Greetings from the Dean of Faculty

Kazuhiko OISHI Kazuhiko OISHI

 The Institute of Business Sciences is a faculty structure that promotes theoretical and practical education as well as research in the two fields of Business Administration and Law, focusing on various business issues such as platform strategies, data utilization strategies, and advanced legal regulations that are at the core of a global society that is rapidly developing into a digital and borderless society. The main objective of the research is to build a practical theoretical system that maximizes the synergistic effects of combining practical knowledge accumulated in the real business world with knowledge and methods from advanced and pioneering academic fields. Our faculty members are mainly in charge of our evening graduate school for working adults, which provides training and re-education for highly-skilled professionals in the above two fields. As well as providing feedback to working adult graduate students through lectures and research guidance, they also engage in pioneering research activities.
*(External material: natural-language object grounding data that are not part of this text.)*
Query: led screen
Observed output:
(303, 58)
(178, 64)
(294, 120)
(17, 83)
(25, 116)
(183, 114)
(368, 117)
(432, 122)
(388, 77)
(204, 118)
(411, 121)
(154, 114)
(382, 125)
 It was September 2011 when the structure called the “Institute of Business Sciences” was established, so, if we count from that point, the history of the faculty goes back only about 10 years. However, even before the separation of the “Graduate School of Business Sciences” as an educational structure and the “Business Science Department” as a faculty structure, the group of faculty members mainly in charge of the Graduate School of Business Sciences, which is based in the Tokyo area and specializes in offering courses on weeknights and weekends for working adults, continued to be attached to the Graduate School. In other words, the University of Tsukuba is one of the leading universities in Japan, and in 1989, when the University of Tsukuba was the first university in Japan to establish a Graduate School of Management and Policy Sciences for working adults at its Tokyo Campus, it had only one major, the Management System Science Program (Master’s Course). The following year, in 1990, the Graduate School established the Corporate Law Program (Master’s Course), and it was at this point that the prototype for the current Institute of Business Sciences was formed, with a faculty structure consisting of two fields of study: Business Administration and Law. Based on this history, the Institute of Business Sciences has in fact had a substantial 30-year history.

 The concept of a graduate school specializing in the education of working adults must have stood out as unique and pioneering when it was founded in 1989, and it has continued to operate as a leader in the field of graduate schools for working adults over the past 30 years. However, in a modern context when we see the prosperity of graduate schools for working adults nationwide, we in the Business Sciences are seriously required to plan for the future with an eye to the next generation. When we consider such a future plan, we must not forget that we are required to fully demonstrate the characteristics and strengths that we have cultivated in our history. Looking back on the history as laid out above, the fact that our faculty members in the Business Sciences are primarily responsible for educational structures that offer degree programs and majors specifically for working adults, as well as the significance of our location in Tokyo as our base of activities, will be key in envisioning our future direction.

 The main mission of the Institute of Business Sciences is to enhance research through collaboration with graduate schools for working adults. The first reason why the members of the Institute of Business Sciences use the Tokyo Campus as their base of operations is to provide an environment in which adults working on the front lines of business in real time in the Tokyo metropolitan area can commute to the university on weeknights and weekends to take advanced specialized education in the fields of Business Administration and Law. Unlike students in the undergraduate program who are around 20 years old, these students come to our Tokyo Campus with real knowledge and a cognizance of problems that is based on their professional experience in the real world. For faculty members, they are more than just the subjects of education; they are also capable of realizing untapped research challenges. Our daily educational endeavors for these adult students are important for our research activities, as they serve as a bridge between the real world and academia, as our research focuses on various business issues. Many of our graduates have gone on to become researchers, and it will become increasingly important for faculty members in the Business Sciences to collaborate with graduates in their research activities, including those who are still active in business and government.

 The Institute of Business Sciences consists of four research groups: two in Business Administration and two in Law. Regarding the two research groups in Business Administration, the Management System Science Research Group emphasizes research in the fields of mathematics and information in addition to the core field of Business Administration, and aims to take an approach that integrates all of these. The International Management Professional Research Group is particularly diverse, owing to a comparatively high number of non-Japanese and female faculty members. As for the two Law groups, the Corporate Law Research Group specializes in legal fields closely related to business and has a lineup capable of tackling cutting-edge legal issues, while the Legal Profession Research Group covers the full range of basic fields involved in practical law and includes active practitioners as well as researchers. It can be said that each of these four groups has its own unique characteristics. There is a growing need for interdisciplinary research in which each of these four groups, while maintaining their individuality, tackles the common issues of contemporary society from different perspectives.